To capture the album's sound, she collaborated with Vancouver producer David Vertesi of Hey Ocean! The pair wanted to sonically capture the feeling of the music Blais listened to as a child, citing the late '90s and early '00s as major inspirations. During these years, many musical genres had their time to shine — bubblegum pop, grunge and shoegaze, to name a few — but Blais' tracks like "Reset button" and "Concrete," feature an elegant strings section, faint drums and ethereal vocals, bearing an uncanny resemblance to indie music you might've heard back then while sitting in your parent's car as a kid. "We wanted to make these songs sound like they're old and new at the same time," she says.
As Wisecrack is Blais's most pointed take on her own life, she notes creating the album was healing: "I learned how I process [big life] events that I had repressed, and then have them come out in song." On the track, "The Cabin," the narrative is strong, as she recalls pivotal moments with her family, which inspired the majority of her album.
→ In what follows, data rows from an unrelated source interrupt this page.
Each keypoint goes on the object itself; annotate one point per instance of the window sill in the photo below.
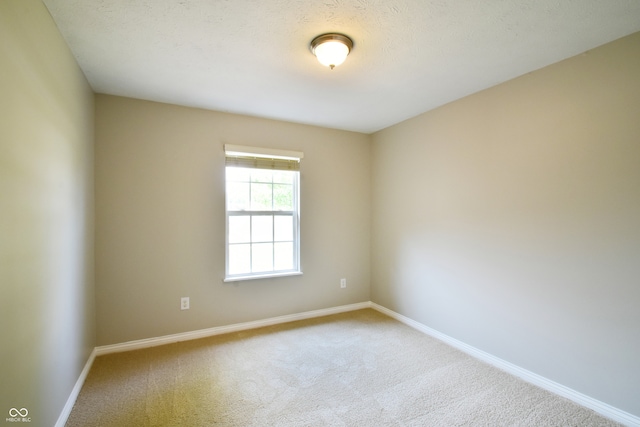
(262, 276)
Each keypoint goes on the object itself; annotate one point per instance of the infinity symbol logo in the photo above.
(22, 412)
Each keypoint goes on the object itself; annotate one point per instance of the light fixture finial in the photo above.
(331, 49)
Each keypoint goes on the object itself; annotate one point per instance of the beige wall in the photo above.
(510, 220)
(160, 219)
(47, 319)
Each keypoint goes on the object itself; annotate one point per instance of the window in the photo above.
(262, 200)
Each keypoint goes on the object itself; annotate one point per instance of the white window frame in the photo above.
(261, 154)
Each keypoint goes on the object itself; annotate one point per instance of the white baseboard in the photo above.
(542, 382)
(203, 333)
(66, 411)
(581, 399)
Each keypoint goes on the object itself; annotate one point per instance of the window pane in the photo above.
(262, 257)
(261, 197)
(283, 228)
(239, 229)
(239, 259)
(238, 174)
(258, 175)
(283, 177)
(262, 228)
(237, 196)
(282, 197)
(283, 256)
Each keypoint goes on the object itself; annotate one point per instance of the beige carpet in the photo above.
(354, 369)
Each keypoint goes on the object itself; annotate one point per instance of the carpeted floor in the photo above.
(354, 369)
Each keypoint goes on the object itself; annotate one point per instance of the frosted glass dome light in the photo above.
(331, 49)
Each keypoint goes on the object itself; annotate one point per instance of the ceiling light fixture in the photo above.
(331, 49)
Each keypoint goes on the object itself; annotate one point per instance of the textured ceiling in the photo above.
(252, 56)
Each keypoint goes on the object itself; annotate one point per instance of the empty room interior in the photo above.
(471, 170)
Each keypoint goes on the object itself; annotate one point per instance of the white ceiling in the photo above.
(252, 56)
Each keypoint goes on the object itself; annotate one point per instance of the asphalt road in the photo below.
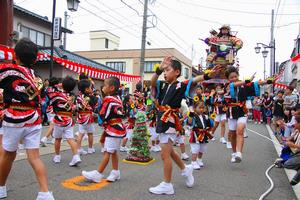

She says the feedback she has received from them has been extremely supportive.
"I had a lot of resentment and confusion, and I think writing the songs and then showing them to everybody was really satisfying," she confesses. "I had a fear that nobody would understand it, and people would be mad that I'm being so specific, but we're all stoked about it, which is great."
When Blais thinks about her fans' reception of Wisecrack, she isn't fazed by the depth of her honesty, and feels it'll bring her audience closer. "I could be singing a song about how I think it's my fault that my parents got divorced, but then someone might listen to it and it reminds them of their high school graduation or a friend that they don't talk to anymore," she says. "I'm really excited for people to hear the songs and then interpret them in their own way and make it about them. That's what music is supposed to do — connect with you in whatever way it does."